I thought that if I made the data quadratic, the accuracy is supposed to increase. However, I'm getting the opposite effect (I'm getting each split of cross_validation to be in the 40's, percentage-wise) So,I'm presuming I'm doing something wrong when trying to make the data quadratic?

Here is the code I'm using,

from sklearn import preprocessing
X_scaled = preprocessing.scale(X)

from sklearn.preprocessing import PolynomialFeatures
poly = PolynomialFeatures(3)
poly_x =poly.fit_transform(X_scaled)
classifier = LogisticRegression(penalty ='l2', max_iter = 200)

from sklearn.cross_validation import cross_val_score
cross_val_score(classifier, poly_x, y, cv=5)

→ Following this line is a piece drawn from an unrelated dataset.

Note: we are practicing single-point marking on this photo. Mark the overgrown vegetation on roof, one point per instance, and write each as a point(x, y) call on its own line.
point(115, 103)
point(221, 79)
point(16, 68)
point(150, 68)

array([ 0.46418338,  0.4269341 ,  0.49425287,  0.58908046,  0.60518732])

Which makes me suspect, I'm doing something wrong.

I tried transforming the raw data into quadratic, then using preprocessing.scale, to scale the data, but it was resulting in an error.

UserWarning: Numerical issues were encountered when centering the data and might not be solved. Dataset may contain too large values. You may need to prescale your features. warnings.warn("Numerical issues were encountered "

So I didn't bother going this route.

The other thing that's bothering is the speed of the quadratic computations. cross_val_score is taking around a couple of hours to output the score when using polynomial features. Is there any way to speed this up? I have an intel i5-6500 CPU with 16 gigs of ram, Windows 7 OS.

Thank you.


Solution

  • Have you tried using the MinMaxScaler instead of the Scaler? Scaler will output values that are both above and below 0, so you will run into a situation where values with a scaled value of -0.1 and those with a value of 0.1 will have the same squared value, despite not really being similar at all. Intuitively this would seem to be something that would lower the score of a polynomial fit. That being said I haven't tested this, it's just my intuition. Furthermore, be careful with Polynomial fits. I suggest reading this answer to "Why use regularization in polynomial regression instead of lowering the degree?". It's a great explanation and will likely introduce you to some new techniques. As an aside @MatthewDrury is an excellent teacher and I recommend reading all of his answers and blog posts.